Lewat FIFA Forward Enterprise, Presiden Gianni Infantino berencana menjual saham Piala Dunia ke sektor privat sebesar 20 persen, yang ditaksir bisa mengeruk investasi senilai 4,2 miliar dolar AS atau Rp 75 triliun akhir tahun ini. Sebagai timbal balik, Infantino menjanjikan fulus berlimpah bagi 211 anggotanya.

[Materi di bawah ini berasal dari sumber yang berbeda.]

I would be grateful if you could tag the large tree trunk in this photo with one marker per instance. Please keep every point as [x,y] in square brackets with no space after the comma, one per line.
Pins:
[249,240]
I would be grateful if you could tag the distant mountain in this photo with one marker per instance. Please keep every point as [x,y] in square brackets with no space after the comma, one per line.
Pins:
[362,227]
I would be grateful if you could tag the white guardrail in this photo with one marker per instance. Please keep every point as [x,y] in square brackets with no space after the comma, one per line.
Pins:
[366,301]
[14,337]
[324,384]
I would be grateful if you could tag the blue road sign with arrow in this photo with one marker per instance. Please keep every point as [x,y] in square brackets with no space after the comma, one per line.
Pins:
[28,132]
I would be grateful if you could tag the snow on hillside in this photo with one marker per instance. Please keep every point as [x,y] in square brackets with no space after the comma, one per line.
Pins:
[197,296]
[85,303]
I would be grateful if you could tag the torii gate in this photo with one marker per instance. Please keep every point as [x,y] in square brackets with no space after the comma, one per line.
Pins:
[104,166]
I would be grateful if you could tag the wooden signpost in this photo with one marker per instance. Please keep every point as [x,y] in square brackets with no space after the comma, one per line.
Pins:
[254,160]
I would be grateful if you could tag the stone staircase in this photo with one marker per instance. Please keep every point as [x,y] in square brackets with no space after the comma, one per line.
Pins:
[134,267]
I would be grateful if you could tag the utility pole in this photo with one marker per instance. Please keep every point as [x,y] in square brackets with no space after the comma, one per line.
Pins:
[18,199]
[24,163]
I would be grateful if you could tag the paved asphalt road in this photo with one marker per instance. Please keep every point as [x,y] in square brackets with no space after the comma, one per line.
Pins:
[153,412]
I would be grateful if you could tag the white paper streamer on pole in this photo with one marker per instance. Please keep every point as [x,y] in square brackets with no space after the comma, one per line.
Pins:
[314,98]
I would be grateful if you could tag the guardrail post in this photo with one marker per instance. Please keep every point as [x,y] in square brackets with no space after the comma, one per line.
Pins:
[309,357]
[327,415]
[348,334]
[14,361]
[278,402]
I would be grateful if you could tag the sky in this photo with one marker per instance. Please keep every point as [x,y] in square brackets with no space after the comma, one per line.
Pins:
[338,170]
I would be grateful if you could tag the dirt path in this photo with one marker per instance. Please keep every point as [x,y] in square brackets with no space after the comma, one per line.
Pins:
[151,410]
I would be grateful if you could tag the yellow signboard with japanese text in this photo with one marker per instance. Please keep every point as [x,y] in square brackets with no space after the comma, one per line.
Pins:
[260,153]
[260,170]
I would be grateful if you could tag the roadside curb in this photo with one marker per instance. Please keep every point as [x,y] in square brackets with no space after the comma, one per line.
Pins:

Member FIFA, termasuk Indonesia juga menyetujui rencana tersebut, bakal mendapat dana mencapai 40 juta dolar AS atau lebih dari Rp 720 miliar. FIFA memberi deadline kepada tiap federasi untuk memutuskannya, paling lambat 19 September mendatang.
SCROLL TO CONTINUE WITH CONTENT
"Sepakbola adalah olahraga paling populer di dunia. Bagian dari permainan telah mengubah popularitas itu menjadi nilai komersial yang luar biasa, dan kami merayakan kesuksesan itu dan ingin melanjutkan, karena itu mengangkat seluruh permainan," kata Infantino dalam pernyataannya.
Menyikapi rencana itu, AFC selaku konfederasi sepabola Asia mengaku kecewa pada FIFA. Sebab, mereka tak dilibatkan dalam usulan menjual saham Piala Dunia ni, seraya mempertanyakan transparansinya.
"AFC tidak dilibatkan dalam pembahasan usulan tersebut dan merasa kecewa karena masalah sepenting ini telah menjadi konsumsi publik sebelum keluarga besar AFC diberi kesempatan untuk menelaah dan mendiskusikannya melalui saluran tata kelola yang tepat dan telah mapan," tulis AFC dalam rilisnya.
"Meskipun AFC menyadari pentingnya mengeksplorasi pendekatan inovatif yang dapat memperkuat masa depan sepakbola global, inisiatif berskala dan berdampak sebesar ini harus didasarkan pada prinsip-prinsip tata kelola yang baik, transparansi, dan konsultasi yang bermakna. Keputusan yang berpotensi mengubah masa depan komersial dan keuangan olahraga ini memerlukan keterlibatan komprehensif sebelumnya dengan Konfederasi, Asosiasi Anggota, dan pemangku kepentingan terkait lainnya sebelum proposal apa pun diajukan kepada badan pengambil keputusan yang berwenang."
"AFC sangat meyakini semua pemangku kepentingan harus diberikan informasi yang memadai dan waktu yang cukup untuk menilai proposal tersebut secara menyeluruh, termasuk implikasi tata kelola, hukum, komersial, dan strategisnya. Proses semacam itu sangat penting untuk memastikan bahwa setiap keputusan mencerminkan kepentingan bersama komunitas sepakbola global dan memperkuat kepercayaan terhadap kerangka kerja tata kelola FIFA. Sebagai salah satu dari enam Konfederasi sepak bola global, AFC tetap berkomitmen terhadap pertumbuhan berkelanjutan sepakbola dunia," tutup AFC.
Sementara UEFA sudah terang-terangan mengecam rencana Infantino menjual saham Piala Dunia. Badan Sepakbola Eropa itu menuding FIFA saat ini hendak menjual 'jiwa' sepakbola demi uang.
Sebab, Piala Dunia dianggap hajatan yang hanya boleh dikelola FIFA selaku perwakilan sepakbola dunia. Memberi ruang ke pihak lain dinilai bakal mengubah esensi olahraga tersebut, dari hiburan masyarakat menjadi momen untuk mengeruk kepentingan komersial semata.